• Die PFAS umfassen mehr als 10'000 synthetische Moleküle, die in zahlreichen industriellen Verfahren und Produkten weit verbreitet sind. Es handelt sich um Ketten aus Kohlenstoff- und Fluoratomen.
• Sie sind in der Umwelt sehr beständig und schädlich für die Tierwelt sowie die menschliche Gesundheit.
• PFAS sind in den beim Skifahren verwendeten Wachsen enthalten. Durch die Abnutzung der Skier gelangen sie in die Umwelt.
PFAS (per- und polyfluorierte Alkylsubstanzen) bezeichnen eine Gruppe von mehr als 10'000 synthetischen Molekülen¹. Es handelt sich um Ketten von Kohlenstoff- und Fluoratomen unterschiedlicher Länge.

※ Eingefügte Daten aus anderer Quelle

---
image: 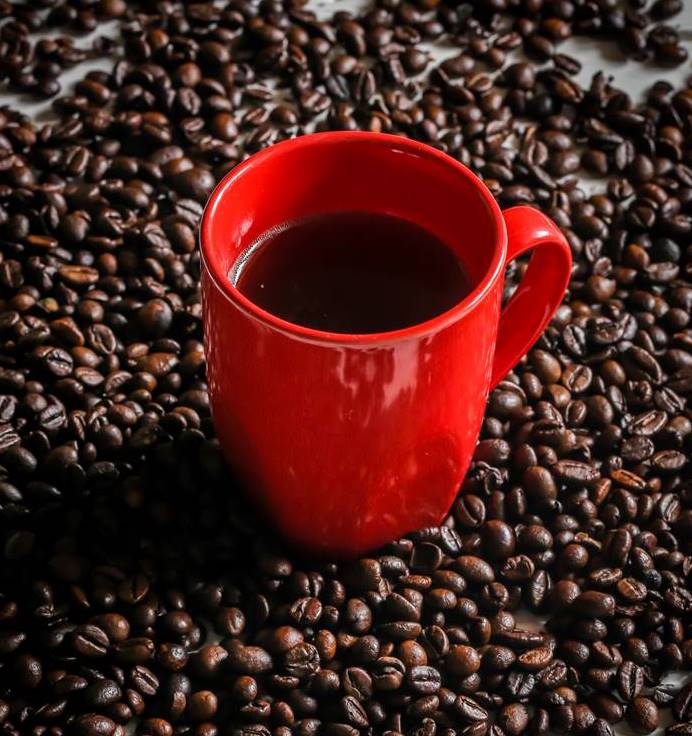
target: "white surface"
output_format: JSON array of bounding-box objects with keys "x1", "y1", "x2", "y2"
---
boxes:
[{"x1": 0, "y1": 0, "x2": 692, "y2": 736}]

Diese Moleküle werden wegen ihrer Eigenschaften² geschätzt, darunter antihaftende, wasserabweisende und tensidische Eigenschaften sowie ihre Hitzebeständigkeit und chemische Stabilität. PFAS werden in zahlreichen industriellen Verfahren und Produkten des täglichen Gebrauchs³ eingesetzt (zum Beispiel: Pfannen, Imprägniermittel usw.). Zu diesen Anwendungen gehört auch das Wachsen von Skiern. Fluorhaltige Wachse sind dafür bekannt, die Gleitleistung⁴ zu verbessern.

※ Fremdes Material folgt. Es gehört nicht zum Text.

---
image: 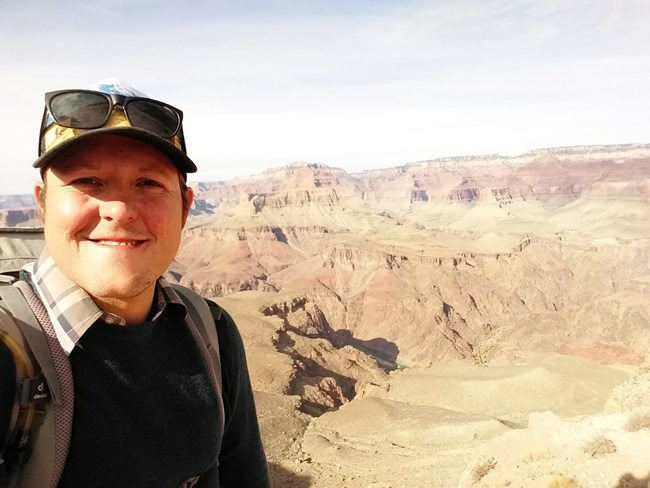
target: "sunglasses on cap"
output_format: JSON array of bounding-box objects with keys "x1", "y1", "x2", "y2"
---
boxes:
[{"x1": 39, "y1": 90, "x2": 185, "y2": 156}]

Allerdings sind PFAS schädlich für die Umwelt und die menschliche Gesundheit⁵. PFAS werden aufgrund ihrer chemischen Stabilität auch als ewige Schadstoffe bezeichnet, da sie in der Umwelt beständig bleiben. PFAS können auf verschiedene Weise in den Organismus gelangen. Der Hauptaufnahmeweg ist oral, insbesondere über Wasser, Nahrungsmittel und bei Säuglingen über die Muttermilch. Eine Aufnahme kann jedoch auch über die Haut oder durch Einatmen erfolgen. PFAS haben toxische Auswirkungen⁶ auf den Menschen (und auch auf Tiere). Die Liste ist lang, aber zu den bekannten Effekten zählen: krebserregende Wirkung, Beeinträchtigung des Immunsystems, vermindertes Geburtsgewicht von Babys sowie hormonelle (endokrine) Störungen.
Skifahren ist somit eine Quelle der PFAS-Verschmutzung. Beim Wachsen gehen 80 % des Produkts⁷ verloren, was problematisch sein kann, wenn es nicht ordnungsgemäß entsorgt wird, und eine Quelle der PFAS-Kontamination durch Einatmen darstellen kann. Die verbleibenden 20 % können während Ihrer Skitage durch den Abrieb der Skier in die Umwelt gelangen. Studien haben gezeigt, dass die Konzentration von PFAS in Skigebieten⁸ höher ist als in nicht skifahrbaren Gebieten. Ein Bericht⁹, der von der EPFL in Zusammenarbeit mit der Summit Foundation erstellt wurde, hat das Vorkommen von PFAS in Schweizer Skigebieten aufgezeigt.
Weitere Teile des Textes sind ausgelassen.